TORONTO – John Tory will replace Rob Ford as mayor of Toronto.
Tory beat both Doug Ford and Olivia Chow, bringing an end to a 10-month campaign that featured an 11th-hour switch of one Ford brother for another.
“Ladies and gentleman, the people have spoken. And tonight we begin the work of building one Toronto,” Tory said at the onset of his victory speech.
“Now, like never before, we begin building Toronto the Great.”
Tory campaigned on ending gridlock, creating more bike lanes, more jobs for youth and his main promise – a massive city-wide rapid-transit network funded by debt and other levels of government.
His oft-criticized SmartTrack plan looks to transform GO Transit lines that cross Toronto into a regional 22-stop surface subway at a cost of $8 billion.
“Torontonians want to see an end to the division that has paralyzed the city for the last few years,” Tory said.
He also thanked his opponents and Mayor Rob Ford, saying he looks forward to working with the mayor in the next term of council when Ford is councillor for Ward 2 in Etobicoke.
READ MORE: A look at the promises John Tory made
Tory was the frontrunner through much of the campaign, leading in nearly every poll over the 10-month period, and won endorsements by veteran councillors, provincial cabinet ministers and former mayors.

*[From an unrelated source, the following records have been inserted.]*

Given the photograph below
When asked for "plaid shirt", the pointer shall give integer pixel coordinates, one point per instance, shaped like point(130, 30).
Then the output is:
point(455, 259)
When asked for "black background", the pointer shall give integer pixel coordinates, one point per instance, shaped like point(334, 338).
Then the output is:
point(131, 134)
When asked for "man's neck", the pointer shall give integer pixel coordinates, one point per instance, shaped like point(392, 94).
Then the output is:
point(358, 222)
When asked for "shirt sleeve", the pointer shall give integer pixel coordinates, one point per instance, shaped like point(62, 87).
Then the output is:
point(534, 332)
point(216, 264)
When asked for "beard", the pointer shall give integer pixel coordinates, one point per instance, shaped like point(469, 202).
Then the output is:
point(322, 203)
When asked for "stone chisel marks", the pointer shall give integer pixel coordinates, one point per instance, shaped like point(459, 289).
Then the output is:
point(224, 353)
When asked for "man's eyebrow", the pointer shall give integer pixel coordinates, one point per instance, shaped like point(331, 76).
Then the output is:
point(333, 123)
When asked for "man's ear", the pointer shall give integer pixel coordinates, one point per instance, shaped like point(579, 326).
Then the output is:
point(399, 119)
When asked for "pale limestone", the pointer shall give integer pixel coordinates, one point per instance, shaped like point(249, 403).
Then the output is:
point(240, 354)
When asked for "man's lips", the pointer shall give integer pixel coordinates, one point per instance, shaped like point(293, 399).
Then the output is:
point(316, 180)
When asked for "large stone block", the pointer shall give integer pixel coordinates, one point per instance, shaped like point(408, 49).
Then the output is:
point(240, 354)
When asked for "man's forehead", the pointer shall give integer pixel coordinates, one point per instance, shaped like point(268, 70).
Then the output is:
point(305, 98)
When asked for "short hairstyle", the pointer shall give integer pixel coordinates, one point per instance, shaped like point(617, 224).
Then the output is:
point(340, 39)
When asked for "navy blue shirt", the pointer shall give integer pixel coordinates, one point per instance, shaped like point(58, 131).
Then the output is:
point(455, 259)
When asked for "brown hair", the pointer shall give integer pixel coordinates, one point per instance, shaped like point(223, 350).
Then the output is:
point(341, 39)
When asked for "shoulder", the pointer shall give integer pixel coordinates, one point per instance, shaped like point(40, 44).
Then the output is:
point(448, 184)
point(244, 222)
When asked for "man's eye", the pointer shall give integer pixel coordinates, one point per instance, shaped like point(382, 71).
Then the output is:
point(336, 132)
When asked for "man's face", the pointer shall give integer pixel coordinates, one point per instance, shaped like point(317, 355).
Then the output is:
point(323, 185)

The campaign itself, however, frequently descended into farce. And while it began as something of a referendum on Rob Ford’s mayoralty, that changed when the incumbent, who hung on to the mayor’s office long after he admitted to smoking crack cocaine, pulled out of the race due to a cancer diagnosis. His older brother, Councillor Doug Ford, claimed Rob Ford’s record as his own.
And while many expected former NDP MP Olivia Chow to ride to victory when she announced her candidacy, the ambitious progressive campaign many expected never materialized, and she was left trying to define herself in the final weeks of a marathon campaign.
Chow congratulated Tory during her concession speech at her party in Regent Park shortly after Tory was elected mayor.
She implored him to use his tenure as mayor to fight for the issues she championed during the campaign – inequality, especially.
“Children are going to school hungry in this city, too many young people are looking for jobs and too many families are looking for affordable, and too many people are stuck in traffic gridlock and too many people are living in poverty,” she said. “John, you’ve just been given a chance to do something about it.”
Doug Ford also congratulated Tory on his victory. His brother, however took a decidedly more pugilistic tack, launching a four-year mayoral campaign during his victory speech.
“In four more years, you’re going to see another example of the Ford family never, ever, ever giving up,” Ford said. “We today have got to start working for November of 2018.”